I'm trying to use batch() to load some data from a slow disk in the background, but it is extremely slow. See code example with timings below. I think it is slower than what can be explained by the overhead of communicating with the worker (consider that I am not even transferring the loaded data from the worker to the client in the example).
>> a = rand(512, 512, 1000);
>> save('a');
>> tic; load('a'); toc
Elapsed time is 5.574926 seconds.
>> tic; b = batch(@load, 1, {'a'}); toc; tic; wait(b); toc;
Elapsed time is 0.444297 seconds.
Elapsed time is 41.229590 seconds.
You can see that the time until the batch job is done is more than 35 s longer than the same operation on the client.
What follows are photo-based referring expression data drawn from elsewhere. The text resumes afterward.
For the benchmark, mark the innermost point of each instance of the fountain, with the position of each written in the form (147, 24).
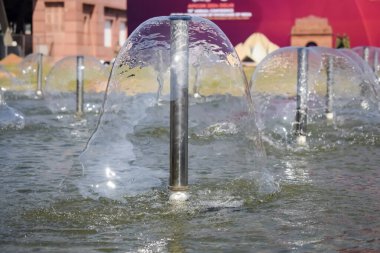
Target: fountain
(76, 84)
(371, 55)
(32, 70)
(136, 130)
(321, 196)
(333, 87)
(10, 118)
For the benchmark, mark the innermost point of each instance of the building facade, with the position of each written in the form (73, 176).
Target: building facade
(79, 27)
(358, 19)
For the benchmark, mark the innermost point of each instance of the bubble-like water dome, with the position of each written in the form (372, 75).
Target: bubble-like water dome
(337, 88)
(8, 80)
(10, 118)
(129, 152)
(371, 55)
(61, 87)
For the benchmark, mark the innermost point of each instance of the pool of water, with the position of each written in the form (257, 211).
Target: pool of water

This is not because a new Matlab worker has to be started — in my example, a worker was already running (if no worker were running, the batch(…) command itself would take longer, not the wait(b)).
Where does this overhead come from? How can I avoid it? (I also tried parfeval, but parfeval is plagued by a memory leak that makes it unusable — confirmed as a known bug by MathWorks).
Thanks, Matthias

Best Answer

Firstly, if you're using the local cluster type, then the batch command absolutely does need to launch the worker MATLAB process - it is not already running - you can verify this using Task Manager or similar. (Clusters of type MJS keep the workers running). The time for the batch command is simply the time needed to create the parallel.Job and parallel.Task objects needed for running the batch job, and saving those to disk.
Roughly speaking, the time taken to execute submitting and waiting for the results can be broken down like this:
  1. Time taken to create and submit the batch job to the scheduler
  2. Time taken to launch the worker process (unless you're using MJS)
  3. Time taken for the worker to load the job and task information
  4. Time for the worker to actually run the task
  5. Time for the worker to save the task results to disk (or database for MJS)
I suspect that the "missing" time is probably largely related to item 5 in the list above - as you've written it, the 512x512x1000 array is returned by your task function @load, and this result gets saved to disk.
How long does your save('a') command take? I suspect item 5 would take at least that long.
Note that there are several additional properties on the job object that can help you work out what's going on - see the reference page. In particular, note CreateTime, SubmitTime, StartTime, and FinishTime. The underlying task object has the same properties (except SubmitTime).